Find the closest k neighbors using your Euclidean distance, and return their majority vote on whether it’s raining or not in the test point.
>>> k_nearest_neighbors('rain.txt', {'DATE': '1948-01-01', 'TMAX': 51.0, 'PRCP': 0.47, 'TMIN': 42.0}, 2) => 'TRUE' >>> k_nearest_neighbors('rain.txt', {'DATE': '1948-01-01', 'TMAX': 51.0, 'PRCP': 0.00, 'TMIN': 42.0}, 2) => 'FALSE' >>> k_nearest_neighbors('rain.txt', {'DATE': '1948-01-01', 'TMAX': 51.0, 'PRCP': 0.00, 'TMIN': 42.0}, 10) => 'FALSE' >>> k_nearest_neighbors('rain.txt', {'DATE': '1948-01-01', 'TMAX': 51.0, 'PRCP': 0.05, 'TMIN': 42.0}, 10) => 'TRUE'
You may notice that you could take the ‘PRCP’ element, check whether it’s nonzero, and simply make your prediction on that. Very good: you’re right! This is actually a pretty trivial classification task.

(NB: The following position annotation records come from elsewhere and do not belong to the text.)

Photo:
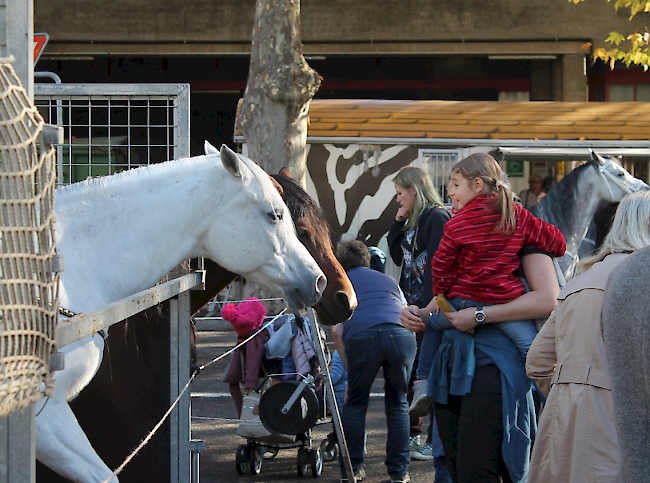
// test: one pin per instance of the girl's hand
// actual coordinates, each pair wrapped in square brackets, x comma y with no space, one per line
[402,214]
[463,320]
[410,318]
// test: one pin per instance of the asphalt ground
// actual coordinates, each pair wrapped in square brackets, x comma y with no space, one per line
[213,412]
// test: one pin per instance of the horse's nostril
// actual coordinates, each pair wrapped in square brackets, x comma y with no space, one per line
[343,302]
[321,283]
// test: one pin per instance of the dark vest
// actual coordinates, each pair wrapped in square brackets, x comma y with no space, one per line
[379,301]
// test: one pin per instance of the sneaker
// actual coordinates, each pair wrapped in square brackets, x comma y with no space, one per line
[421,402]
[360,475]
[425,453]
[415,444]
[405,479]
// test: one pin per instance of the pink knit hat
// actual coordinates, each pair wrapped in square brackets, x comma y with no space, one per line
[246,317]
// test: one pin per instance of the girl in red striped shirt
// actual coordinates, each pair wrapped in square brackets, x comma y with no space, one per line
[478,257]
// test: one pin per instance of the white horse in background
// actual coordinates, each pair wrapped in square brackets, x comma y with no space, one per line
[572,203]
[121,234]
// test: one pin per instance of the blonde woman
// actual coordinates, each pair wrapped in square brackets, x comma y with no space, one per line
[576,439]
[413,238]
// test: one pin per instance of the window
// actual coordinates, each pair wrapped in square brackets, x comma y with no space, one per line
[438,163]
[629,92]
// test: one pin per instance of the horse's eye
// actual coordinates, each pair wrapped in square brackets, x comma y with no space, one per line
[275,215]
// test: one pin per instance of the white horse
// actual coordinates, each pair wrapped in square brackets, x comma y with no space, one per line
[121,234]
[571,204]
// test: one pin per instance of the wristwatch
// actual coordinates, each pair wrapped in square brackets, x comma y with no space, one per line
[480,315]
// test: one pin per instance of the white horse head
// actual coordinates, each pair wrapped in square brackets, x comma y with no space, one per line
[121,234]
[616,181]
[571,204]
[275,258]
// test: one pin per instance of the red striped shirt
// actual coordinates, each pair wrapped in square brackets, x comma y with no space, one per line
[477,263]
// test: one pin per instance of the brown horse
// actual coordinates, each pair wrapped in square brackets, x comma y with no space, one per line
[128,396]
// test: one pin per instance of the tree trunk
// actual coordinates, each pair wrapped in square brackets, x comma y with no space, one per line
[280,87]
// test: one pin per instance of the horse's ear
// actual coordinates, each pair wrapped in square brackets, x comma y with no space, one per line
[231,161]
[597,158]
[209,148]
[278,186]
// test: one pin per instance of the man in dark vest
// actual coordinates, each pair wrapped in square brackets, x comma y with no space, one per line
[374,338]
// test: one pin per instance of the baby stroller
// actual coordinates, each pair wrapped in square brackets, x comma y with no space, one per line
[282,411]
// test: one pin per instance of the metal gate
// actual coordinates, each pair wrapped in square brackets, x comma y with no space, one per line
[438,163]
[109,128]
[112,127]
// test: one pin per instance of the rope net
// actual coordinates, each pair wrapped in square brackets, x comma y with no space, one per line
[29,285]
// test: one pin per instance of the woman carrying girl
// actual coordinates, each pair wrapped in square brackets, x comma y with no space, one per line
[475,266]
[577,439]
[478,256]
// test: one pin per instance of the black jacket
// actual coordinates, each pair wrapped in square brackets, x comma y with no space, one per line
[418,287]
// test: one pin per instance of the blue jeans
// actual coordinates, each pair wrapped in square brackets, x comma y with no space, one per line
[520,332]
[392,347]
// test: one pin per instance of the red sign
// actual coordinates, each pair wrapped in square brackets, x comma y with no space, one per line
[39,44]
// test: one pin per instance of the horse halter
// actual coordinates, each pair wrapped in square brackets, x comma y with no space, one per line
[602,169]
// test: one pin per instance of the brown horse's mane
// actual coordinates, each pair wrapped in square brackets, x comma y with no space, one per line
[301,205]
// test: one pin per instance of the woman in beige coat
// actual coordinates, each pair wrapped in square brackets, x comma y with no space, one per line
[576,438]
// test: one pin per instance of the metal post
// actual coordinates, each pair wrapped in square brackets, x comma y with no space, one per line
[17,39]
[18,447]
[184,451]
[329,393]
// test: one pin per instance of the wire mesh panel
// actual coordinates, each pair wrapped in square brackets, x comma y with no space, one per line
[438,164]
[112,127]
[28,288]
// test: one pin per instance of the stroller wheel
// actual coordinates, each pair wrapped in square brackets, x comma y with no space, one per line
[329,449]
[302,465]
[256,460]
[242,459]
[316,460]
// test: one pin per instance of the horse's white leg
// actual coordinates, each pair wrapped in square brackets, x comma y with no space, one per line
[62,445]
[60,442]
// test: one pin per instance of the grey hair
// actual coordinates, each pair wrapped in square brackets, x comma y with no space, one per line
[630,229]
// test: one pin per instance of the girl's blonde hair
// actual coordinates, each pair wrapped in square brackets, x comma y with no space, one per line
[426,195]
[630,229]
[485,167]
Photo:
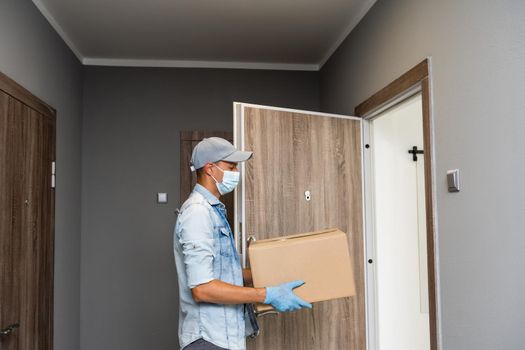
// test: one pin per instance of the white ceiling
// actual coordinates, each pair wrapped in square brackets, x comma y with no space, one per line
[264,34]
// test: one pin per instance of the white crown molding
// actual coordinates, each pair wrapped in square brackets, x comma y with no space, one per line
[197,64]
[117,62]
[354,21]
[58,28]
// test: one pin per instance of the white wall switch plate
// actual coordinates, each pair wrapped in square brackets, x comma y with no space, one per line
[453,180]
[162,198]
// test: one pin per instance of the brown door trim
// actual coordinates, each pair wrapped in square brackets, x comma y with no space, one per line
[42,322]
[417,75]
[17,91]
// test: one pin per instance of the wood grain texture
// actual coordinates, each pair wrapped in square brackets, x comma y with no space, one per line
[417,75]
[27,148]
[295,152]
[18,92]
[188,179]
[394,89]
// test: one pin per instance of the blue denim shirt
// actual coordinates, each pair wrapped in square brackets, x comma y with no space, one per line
[204,250]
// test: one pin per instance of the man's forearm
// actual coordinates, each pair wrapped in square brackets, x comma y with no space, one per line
[219,292]
[247,276]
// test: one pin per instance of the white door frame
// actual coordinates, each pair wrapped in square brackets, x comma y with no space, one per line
[369,239]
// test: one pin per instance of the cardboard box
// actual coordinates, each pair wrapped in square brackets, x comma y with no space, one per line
[321,259]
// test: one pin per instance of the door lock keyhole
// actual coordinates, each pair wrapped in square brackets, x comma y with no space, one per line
[307,195]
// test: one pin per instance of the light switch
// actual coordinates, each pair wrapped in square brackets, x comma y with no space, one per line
[162,198]
[453,180]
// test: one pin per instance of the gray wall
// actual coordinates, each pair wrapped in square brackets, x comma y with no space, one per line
[33,54]
[132,119]
[478,55]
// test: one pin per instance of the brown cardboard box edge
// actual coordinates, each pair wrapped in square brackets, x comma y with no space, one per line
[321,258]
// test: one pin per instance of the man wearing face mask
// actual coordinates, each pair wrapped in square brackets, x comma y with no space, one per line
[211,280]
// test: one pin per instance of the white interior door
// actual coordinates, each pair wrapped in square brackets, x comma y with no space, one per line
[399,228]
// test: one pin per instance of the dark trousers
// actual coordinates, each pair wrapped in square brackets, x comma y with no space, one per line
[201,344]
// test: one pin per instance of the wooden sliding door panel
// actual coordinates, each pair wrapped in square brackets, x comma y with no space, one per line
[295,152]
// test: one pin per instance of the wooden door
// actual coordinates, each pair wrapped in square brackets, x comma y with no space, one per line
[188,179]
[295,152]
[27,150]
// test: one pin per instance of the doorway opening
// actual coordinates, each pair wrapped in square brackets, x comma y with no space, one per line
[400,238]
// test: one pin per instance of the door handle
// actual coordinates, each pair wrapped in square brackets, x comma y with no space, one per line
[9,329]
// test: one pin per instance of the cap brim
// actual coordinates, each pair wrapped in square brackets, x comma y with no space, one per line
[238,156]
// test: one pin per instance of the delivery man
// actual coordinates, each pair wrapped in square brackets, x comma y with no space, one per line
[210,276]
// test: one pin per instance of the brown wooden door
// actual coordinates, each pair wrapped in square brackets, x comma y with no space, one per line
[188,140]
[27,139]
[295,152]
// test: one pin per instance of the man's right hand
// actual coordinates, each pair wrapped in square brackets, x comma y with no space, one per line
[283,299]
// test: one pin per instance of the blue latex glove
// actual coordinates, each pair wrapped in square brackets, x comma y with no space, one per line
[283,299]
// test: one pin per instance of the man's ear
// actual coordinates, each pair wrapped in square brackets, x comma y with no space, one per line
[207,169]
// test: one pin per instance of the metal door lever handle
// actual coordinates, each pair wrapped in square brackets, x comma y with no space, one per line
[9,329]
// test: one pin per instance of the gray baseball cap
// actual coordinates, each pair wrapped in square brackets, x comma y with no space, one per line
[214,149]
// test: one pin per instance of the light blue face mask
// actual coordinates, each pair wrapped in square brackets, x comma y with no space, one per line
[230,180]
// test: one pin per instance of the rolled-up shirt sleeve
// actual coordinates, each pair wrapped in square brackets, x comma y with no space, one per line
[196,239]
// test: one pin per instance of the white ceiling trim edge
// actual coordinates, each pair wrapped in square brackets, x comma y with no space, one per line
[354,21]
[197,64]
[58,29]
[202,64]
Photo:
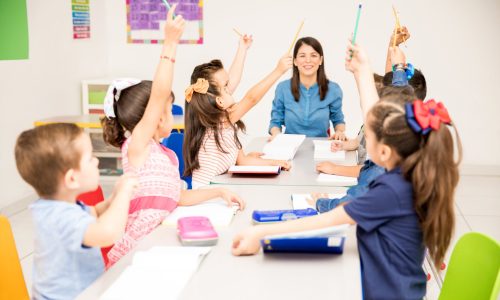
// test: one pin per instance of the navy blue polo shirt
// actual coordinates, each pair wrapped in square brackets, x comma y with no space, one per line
[390,240]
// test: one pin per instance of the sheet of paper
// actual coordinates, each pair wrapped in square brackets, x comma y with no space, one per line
[217,210]
[336,179]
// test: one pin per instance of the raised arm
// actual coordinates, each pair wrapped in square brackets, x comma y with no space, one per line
[255,94]
[160,91]
[236,68]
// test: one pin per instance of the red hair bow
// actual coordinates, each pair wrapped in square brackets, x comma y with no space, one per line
[426,116]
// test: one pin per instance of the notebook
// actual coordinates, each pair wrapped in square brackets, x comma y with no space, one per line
[299,201]
[326,240]
[322,151]
[217,210]
[264,170]
[151,270]
[283,146]
[337,179]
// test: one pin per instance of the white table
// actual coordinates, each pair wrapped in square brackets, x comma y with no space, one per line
[270,276]
[302,173]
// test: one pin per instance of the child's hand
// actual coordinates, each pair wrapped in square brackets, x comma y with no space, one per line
[246,242]
[246,41]
[326,167]
[285,63]
[173,27]
[402,35]
[397,56]
[231,198]
[356,59]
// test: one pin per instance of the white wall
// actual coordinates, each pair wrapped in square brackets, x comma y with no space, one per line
[456,44]
[48,83]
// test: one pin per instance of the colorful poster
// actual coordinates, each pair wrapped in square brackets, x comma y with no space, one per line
[14,40]
[146,19]
[81,19]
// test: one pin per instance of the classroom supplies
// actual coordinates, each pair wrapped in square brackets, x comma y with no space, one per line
[258,170]
[322,151]
[217,210]
[300,201]
[326,240]
[337,180]
[196,231]
[151,270]
[295,37]
[268,216]
[283,146]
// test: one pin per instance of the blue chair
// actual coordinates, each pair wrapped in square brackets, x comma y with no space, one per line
[174,142]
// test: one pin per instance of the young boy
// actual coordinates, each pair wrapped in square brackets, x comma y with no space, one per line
[57,161]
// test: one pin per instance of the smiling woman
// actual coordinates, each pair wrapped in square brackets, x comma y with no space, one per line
[306,103]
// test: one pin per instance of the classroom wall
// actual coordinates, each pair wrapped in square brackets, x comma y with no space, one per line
[456,44]
[48,83]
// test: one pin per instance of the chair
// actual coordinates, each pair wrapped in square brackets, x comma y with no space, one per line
[174,142]
[91,199]
[12,284]
[473,270]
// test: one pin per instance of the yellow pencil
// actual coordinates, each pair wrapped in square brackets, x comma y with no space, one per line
[296,35]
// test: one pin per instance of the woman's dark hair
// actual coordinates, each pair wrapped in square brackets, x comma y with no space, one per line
[202,115]
[321,76]
[129,110]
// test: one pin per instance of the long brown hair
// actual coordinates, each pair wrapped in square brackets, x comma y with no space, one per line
[202,115]
[321,75]
[129,110]
[428,162]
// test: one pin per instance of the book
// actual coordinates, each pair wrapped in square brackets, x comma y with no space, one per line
[217,210]
[326,240]
[337,179]
[322,151]
[299,201]
[283,146]
[264,170]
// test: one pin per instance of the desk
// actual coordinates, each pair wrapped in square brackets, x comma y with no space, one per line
[273,276]
[93,121]
[302,173]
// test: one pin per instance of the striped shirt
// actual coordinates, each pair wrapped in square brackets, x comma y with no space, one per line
[212,161]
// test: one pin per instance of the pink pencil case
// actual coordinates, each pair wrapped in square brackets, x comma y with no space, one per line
[196,231]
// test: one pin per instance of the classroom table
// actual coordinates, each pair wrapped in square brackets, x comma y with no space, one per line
[271,276]
[302,173]
[93,121]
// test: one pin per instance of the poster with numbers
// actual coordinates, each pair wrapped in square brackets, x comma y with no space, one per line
[146,20]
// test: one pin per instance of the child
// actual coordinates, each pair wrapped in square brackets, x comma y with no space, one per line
[213,119]
[408,208]
[144,110]
[57,161]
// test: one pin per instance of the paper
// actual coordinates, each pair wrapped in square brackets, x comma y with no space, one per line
[254,170]
[217,210]
[159,273]
[337,179]
[299,201]
[283,146]
[322,151]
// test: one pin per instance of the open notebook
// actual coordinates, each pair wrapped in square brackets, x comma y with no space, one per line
[322,151]
[283,146]
[159,273]
[299,201]
[217,210]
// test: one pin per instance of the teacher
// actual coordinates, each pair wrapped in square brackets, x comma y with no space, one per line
[306,103]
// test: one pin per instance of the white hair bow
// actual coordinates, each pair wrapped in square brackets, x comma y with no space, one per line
[113,94]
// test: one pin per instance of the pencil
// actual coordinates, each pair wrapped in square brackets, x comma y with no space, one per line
[296,35]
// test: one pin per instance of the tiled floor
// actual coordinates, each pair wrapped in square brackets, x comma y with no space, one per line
[477,203]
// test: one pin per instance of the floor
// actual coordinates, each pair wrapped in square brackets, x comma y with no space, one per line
[477,209]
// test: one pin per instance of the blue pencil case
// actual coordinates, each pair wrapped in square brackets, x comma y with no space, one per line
[267,216]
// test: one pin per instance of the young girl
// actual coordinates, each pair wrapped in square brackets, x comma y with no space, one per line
[408,208]
[213,119]
[145,111]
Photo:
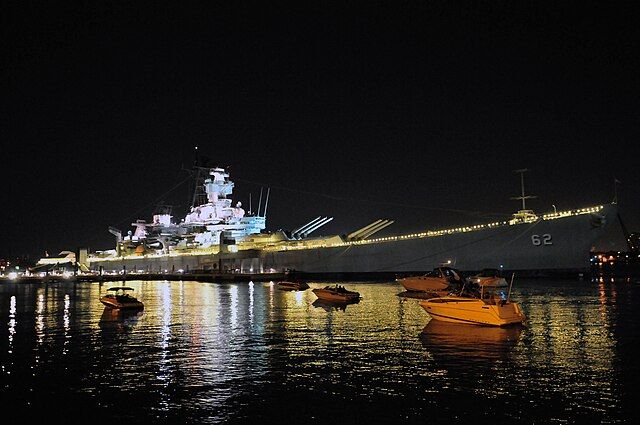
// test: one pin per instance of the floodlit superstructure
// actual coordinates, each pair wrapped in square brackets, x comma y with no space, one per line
[217,236]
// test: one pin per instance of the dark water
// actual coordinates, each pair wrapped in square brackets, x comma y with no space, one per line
[204,353]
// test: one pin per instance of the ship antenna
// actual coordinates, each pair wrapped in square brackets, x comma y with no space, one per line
[266,202]
[259,202]
[522,195]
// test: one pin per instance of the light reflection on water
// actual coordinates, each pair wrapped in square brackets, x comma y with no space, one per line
[241,352]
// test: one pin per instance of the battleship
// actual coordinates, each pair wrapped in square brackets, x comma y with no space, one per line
[219,237]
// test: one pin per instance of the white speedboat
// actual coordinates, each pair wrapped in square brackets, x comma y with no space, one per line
[489,278]
[121,297]
[487,310]
[440,281]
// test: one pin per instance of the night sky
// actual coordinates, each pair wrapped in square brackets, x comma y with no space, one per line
[416,111]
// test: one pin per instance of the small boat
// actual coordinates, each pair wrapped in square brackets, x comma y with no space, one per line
[488,278]
[487,310]
[289,285]
[121,297]
[330,305]
[440,281]
[336,293]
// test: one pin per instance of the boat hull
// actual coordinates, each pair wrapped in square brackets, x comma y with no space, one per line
[424,284]
[473,311]
[113,303]
[336,296]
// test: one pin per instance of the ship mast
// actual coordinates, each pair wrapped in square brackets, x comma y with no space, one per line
[524,214]
[522,196]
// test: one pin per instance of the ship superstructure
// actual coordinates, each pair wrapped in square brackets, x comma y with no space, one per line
[208,226]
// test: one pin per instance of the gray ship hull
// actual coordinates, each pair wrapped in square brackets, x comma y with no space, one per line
[558,246]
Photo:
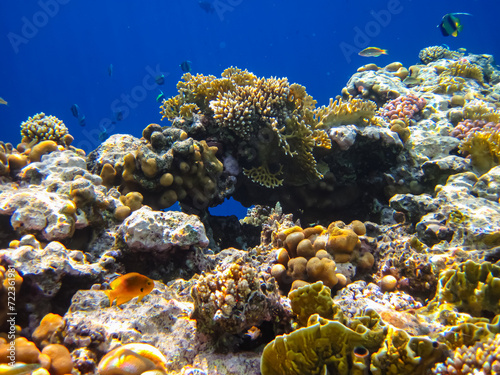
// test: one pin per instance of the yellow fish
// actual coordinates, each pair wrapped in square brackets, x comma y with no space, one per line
[19,369]
[128,286]
[372,52]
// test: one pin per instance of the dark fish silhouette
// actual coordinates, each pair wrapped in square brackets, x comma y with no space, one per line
[75,110]
[186,66]
[207,6]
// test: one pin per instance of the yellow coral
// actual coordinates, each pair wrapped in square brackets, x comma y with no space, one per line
[42,128]
[484,150]
[465,69]
[263,176]
[339,112]
[478,110]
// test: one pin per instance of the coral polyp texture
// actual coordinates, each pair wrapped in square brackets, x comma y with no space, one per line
[371,245]
[41,127]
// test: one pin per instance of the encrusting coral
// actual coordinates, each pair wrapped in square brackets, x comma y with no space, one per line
[277,119]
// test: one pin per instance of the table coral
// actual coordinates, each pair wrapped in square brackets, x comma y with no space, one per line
[156,231]
[482,358]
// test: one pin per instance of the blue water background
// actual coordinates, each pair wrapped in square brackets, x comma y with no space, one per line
[57,53]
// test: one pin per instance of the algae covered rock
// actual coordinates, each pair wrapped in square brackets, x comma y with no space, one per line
[157,231]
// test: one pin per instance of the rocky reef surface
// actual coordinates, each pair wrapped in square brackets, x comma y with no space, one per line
[372,245]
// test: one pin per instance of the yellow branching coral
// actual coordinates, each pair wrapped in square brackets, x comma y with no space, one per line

In practice, it’s sometimes better (and more accurate) to be less clever with your implementation. For the purposes of this assignment, though, pretend you’re an absent-minded data scientist or just trying to be Very Impressive. 😉
Submission
Please submit both p1_statespace.py and p1_weather.py at the same time so the TAs can grade you easily. You may submit more than once; unless you specify otherwise, we will grade your last submission.